Staatsverschuldung

Infolge der globalen Finanzkrise ist der Schuldenstand in den europäischen Volkswirtschaften deutlich angestiegen: In den EU-27 stiegen die Schulden zwischen 2008 und 2010 von 65,0 auf 80,5 Prozent des BIP und bis 2014 weiter auf 86,6 Prozent. Im Rahmen dieser zunehmenden Staatsverschuldung sind einige kleinere und stark verschuldete Länder Europas zunehmend in Bedrängnis geraten. In Frankreich blieb die Staatsverschuldung seither beispielsweise konstant bei über 95 Prozent, in Italien bei über 130 Prozent, und in Griechenland gar bei mehr als 180 Prozent des BIP.

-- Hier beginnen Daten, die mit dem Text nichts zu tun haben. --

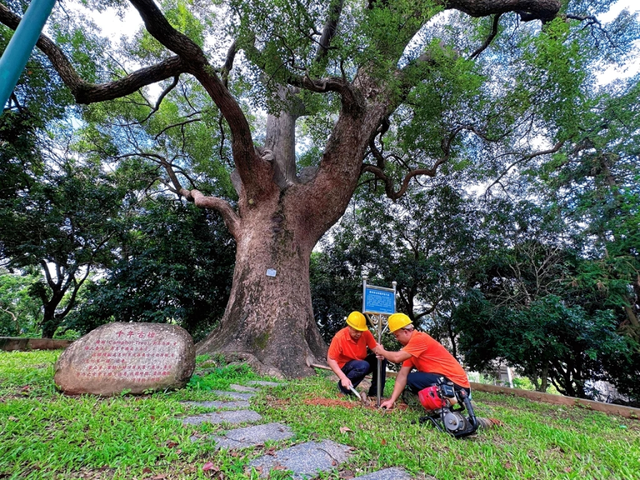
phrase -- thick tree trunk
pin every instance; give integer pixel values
(269, 318)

Geldscheine verschiedener Währungen
Geldscheine verschiedener Währungen

Insgesamt ging bis 2019 die Staatsschuldenquote in den EU-27 allerdings auf 77,5 Prozent zurück. Einigen Ländern, wie Deutschland oder den Niederlanden, ist es sogar gelungen, ihre Verschuldung in Relation zum BIP auf ein geringeres Niveau als vor der Finanzkrise zurückzuführen. Dennoch hatten viele Staaten Europas vor der Coronakrise noch eine höhere Staatsschuldenquote als vor Beginn der Finanzkrise.

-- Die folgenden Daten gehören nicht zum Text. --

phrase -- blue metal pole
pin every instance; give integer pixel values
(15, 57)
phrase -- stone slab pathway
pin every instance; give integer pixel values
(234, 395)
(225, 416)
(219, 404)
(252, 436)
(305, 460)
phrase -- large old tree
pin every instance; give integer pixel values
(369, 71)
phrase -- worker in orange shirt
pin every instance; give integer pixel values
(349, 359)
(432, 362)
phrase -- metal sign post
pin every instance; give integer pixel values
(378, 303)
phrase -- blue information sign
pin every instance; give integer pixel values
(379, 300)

Die Corona-Pandemie führte zu einem erheblichen wirtschaftlichen Einbruch und einem Anstieg staatlicher Hilfs- und Stützungsmaßnahmen. Die Verschuldung hat dadurch in vielen Ländern drastisch zugenommen. In Deutschland wird die Staatsschuldenquote voraussichtlich von knapp 60 auf mindestens 75 Prozent des BIP steigen, in Frankreich auf knapp 120 Prozent, in Italien auf knapp 160 Prozent und in Griechenland auf Werte über 200 Prozent.

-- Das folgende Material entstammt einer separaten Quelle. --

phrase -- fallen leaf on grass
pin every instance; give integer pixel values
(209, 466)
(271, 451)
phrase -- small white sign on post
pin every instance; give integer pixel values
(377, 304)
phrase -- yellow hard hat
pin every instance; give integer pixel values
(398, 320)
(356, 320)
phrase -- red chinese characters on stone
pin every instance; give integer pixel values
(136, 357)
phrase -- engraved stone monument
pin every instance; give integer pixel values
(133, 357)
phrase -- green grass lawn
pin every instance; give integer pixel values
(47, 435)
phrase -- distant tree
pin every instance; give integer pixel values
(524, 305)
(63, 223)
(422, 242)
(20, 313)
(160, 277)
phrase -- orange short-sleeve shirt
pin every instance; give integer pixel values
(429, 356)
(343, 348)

Schulden sind ein wichtiges Instrument der Finanzpolitik

Staatsschulden sind jedoch nicht per se schlecht. Tatsächlich sind Staatsschulden ein wichtiges Instrument der Finanzpolitik und sie zu erhöhen, ist in der Krise richtig. Durch den gezielten Einsatz von Staatsschulden können Wirtschaft und die Einkommen gestützt und ein größerer wirtschaftlicher Einbruch vermieden werden.

Gleichzeitig ist es wichtig, nach der Krise rechtzeitig wieder umzusteuern. Derzeit erlauben es niedrige, teils sogar negative Zinsen, mit hohen Staatsschulden zu leben, ohne dass die öffentlichen Haushalte durch Zinszahlungen überlastet werden. Hinzu kommt, dass viele Investoren in der Krise sichere Anlagemöglichkeiten suchen, zu denen Staatsanleihen zumindest der finanziell stabileren Länder in Europa gehören. Die niedrigen Zinsen bleiben jedoch nur bestehen, solange die Gläubiger das Vertrauen haben, ihr Geld sicher zurückzuerhalten.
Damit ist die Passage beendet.